Oskar Morgenstern grew up in Vienna, John von Neumann in Budapest. Clearly the same Austro-Hungarian intellectual spirit which gave rise to Zur Theorie der Gesellschaftsspiele and their seminal joint work Theory of Games and Economic Behaviour is still alive in that part of the world, because the Austrians chose a bearded transvestite to represent them in the Eurovision song contest. Oskar and John would have been very proud.
If you want a really childish explanation of game theory, it is that when everyone else goes around shouting ‘rock’, a few smart people should start to shout ‘paper’. And perhaps a few really smart and really brave people, figuring out this ‘paper’ strategy in advance, might even be emboldened to shout ‘scissors’. In Eurovision this year, Poland shouted ‘paper’; Austria shouted ‘scissors’.

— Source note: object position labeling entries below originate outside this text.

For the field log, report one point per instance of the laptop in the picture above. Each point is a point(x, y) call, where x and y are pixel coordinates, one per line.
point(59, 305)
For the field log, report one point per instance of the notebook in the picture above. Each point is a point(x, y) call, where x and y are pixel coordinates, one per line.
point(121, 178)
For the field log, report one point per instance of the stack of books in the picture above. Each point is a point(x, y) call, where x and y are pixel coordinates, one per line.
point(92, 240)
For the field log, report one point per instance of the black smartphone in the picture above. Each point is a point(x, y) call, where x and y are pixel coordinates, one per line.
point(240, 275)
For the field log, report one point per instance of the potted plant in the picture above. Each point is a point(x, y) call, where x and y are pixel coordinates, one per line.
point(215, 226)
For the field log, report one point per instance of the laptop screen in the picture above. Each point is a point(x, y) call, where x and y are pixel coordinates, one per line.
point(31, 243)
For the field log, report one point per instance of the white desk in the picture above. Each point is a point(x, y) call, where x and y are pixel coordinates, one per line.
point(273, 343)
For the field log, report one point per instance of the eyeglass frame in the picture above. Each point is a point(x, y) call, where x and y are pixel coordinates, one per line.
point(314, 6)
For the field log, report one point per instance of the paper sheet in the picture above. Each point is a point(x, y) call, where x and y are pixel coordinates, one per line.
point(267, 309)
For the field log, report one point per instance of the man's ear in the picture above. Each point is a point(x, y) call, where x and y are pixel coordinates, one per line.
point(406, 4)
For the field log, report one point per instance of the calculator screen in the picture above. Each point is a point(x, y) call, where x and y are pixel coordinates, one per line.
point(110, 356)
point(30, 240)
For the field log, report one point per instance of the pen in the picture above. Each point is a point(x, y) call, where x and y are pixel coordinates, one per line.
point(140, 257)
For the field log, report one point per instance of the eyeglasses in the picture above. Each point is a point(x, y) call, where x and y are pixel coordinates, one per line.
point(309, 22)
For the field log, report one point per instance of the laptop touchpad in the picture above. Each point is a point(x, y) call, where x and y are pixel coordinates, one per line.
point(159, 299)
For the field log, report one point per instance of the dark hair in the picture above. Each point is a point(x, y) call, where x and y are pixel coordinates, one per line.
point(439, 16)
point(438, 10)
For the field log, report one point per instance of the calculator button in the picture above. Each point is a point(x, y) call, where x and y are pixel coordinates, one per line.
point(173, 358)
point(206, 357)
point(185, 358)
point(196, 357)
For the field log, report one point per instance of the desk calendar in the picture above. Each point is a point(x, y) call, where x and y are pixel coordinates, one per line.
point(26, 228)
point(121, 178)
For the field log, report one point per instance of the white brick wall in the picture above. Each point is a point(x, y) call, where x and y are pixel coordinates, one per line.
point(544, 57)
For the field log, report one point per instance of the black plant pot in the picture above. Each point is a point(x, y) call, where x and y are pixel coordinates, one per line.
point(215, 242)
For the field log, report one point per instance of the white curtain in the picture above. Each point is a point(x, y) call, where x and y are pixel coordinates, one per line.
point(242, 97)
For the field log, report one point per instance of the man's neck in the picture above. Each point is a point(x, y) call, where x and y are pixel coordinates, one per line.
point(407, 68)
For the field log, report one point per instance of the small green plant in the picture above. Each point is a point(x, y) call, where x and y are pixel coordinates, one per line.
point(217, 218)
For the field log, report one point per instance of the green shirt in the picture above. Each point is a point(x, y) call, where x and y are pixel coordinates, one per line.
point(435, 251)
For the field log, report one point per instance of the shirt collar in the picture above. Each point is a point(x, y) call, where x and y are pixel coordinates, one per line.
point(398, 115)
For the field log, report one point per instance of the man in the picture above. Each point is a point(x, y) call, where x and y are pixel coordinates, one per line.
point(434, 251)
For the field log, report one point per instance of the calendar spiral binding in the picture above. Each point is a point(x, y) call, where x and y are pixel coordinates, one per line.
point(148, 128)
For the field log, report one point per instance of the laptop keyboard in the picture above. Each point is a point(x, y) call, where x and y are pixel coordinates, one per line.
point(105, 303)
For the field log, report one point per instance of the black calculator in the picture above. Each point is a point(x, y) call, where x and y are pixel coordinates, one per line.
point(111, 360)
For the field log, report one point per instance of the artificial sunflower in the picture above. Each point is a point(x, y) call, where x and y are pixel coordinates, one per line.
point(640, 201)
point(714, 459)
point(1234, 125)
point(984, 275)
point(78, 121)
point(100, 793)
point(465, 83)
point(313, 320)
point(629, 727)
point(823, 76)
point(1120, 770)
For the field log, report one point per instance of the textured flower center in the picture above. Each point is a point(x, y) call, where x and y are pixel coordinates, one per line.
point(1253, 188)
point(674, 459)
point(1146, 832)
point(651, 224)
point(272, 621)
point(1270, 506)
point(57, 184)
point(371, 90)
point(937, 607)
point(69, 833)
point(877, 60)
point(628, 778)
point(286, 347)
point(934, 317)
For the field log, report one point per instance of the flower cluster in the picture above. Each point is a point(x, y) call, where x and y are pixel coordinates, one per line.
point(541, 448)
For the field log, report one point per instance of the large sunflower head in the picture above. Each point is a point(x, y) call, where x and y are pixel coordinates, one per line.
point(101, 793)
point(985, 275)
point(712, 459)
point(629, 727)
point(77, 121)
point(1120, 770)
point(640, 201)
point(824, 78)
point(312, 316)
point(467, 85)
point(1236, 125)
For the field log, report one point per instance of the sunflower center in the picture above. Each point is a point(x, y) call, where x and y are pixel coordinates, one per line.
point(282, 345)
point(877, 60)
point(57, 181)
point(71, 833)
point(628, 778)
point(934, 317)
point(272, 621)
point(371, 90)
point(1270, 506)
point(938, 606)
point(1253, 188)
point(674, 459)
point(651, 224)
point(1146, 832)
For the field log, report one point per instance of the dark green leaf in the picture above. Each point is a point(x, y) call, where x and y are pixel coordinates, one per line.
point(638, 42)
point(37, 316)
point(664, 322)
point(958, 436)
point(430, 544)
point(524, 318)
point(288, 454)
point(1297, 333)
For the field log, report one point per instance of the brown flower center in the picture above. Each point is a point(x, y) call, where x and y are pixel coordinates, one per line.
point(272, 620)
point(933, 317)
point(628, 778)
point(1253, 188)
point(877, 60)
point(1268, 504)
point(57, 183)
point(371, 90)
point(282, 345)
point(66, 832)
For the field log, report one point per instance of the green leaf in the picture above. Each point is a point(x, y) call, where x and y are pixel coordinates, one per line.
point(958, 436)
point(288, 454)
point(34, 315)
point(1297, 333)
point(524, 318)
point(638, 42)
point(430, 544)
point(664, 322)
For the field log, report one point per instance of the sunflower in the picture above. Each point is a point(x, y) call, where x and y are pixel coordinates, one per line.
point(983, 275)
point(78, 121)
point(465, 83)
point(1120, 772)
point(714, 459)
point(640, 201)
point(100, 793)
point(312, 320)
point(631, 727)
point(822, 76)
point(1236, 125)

The cunning real trick here is that, if you want to win Eurovision, it is better to do something distinctive than to do something conventionally good. That is not to say that the distinctive cannot be good or even great (France Gall’s and Serge Gainsbourg’s 1965 winning song ‘Poupée de cire, poupée de son’ was booed in rehearsals simply for not being a standard ballad; ‘Waterloo’ was highly unusual at the time). But the fact is that, even if you miraculously produce a conventional song that is 10 per cent better than the 15 other conventional ballads you are competing against, that 10 per cent advantage is never enough to drown out all the noise created by regional voting blocs, national rivalries and so forth. Better to go all or nothing — ‘Monte Carlo or bust’ — in this case by fronting someone with the second most famous facial hair of any Austrian in history. That way you will either win spectacularly or lose spectacularly, but you won’t end up coming fourth just because the bloody Scandies all voted for each other again.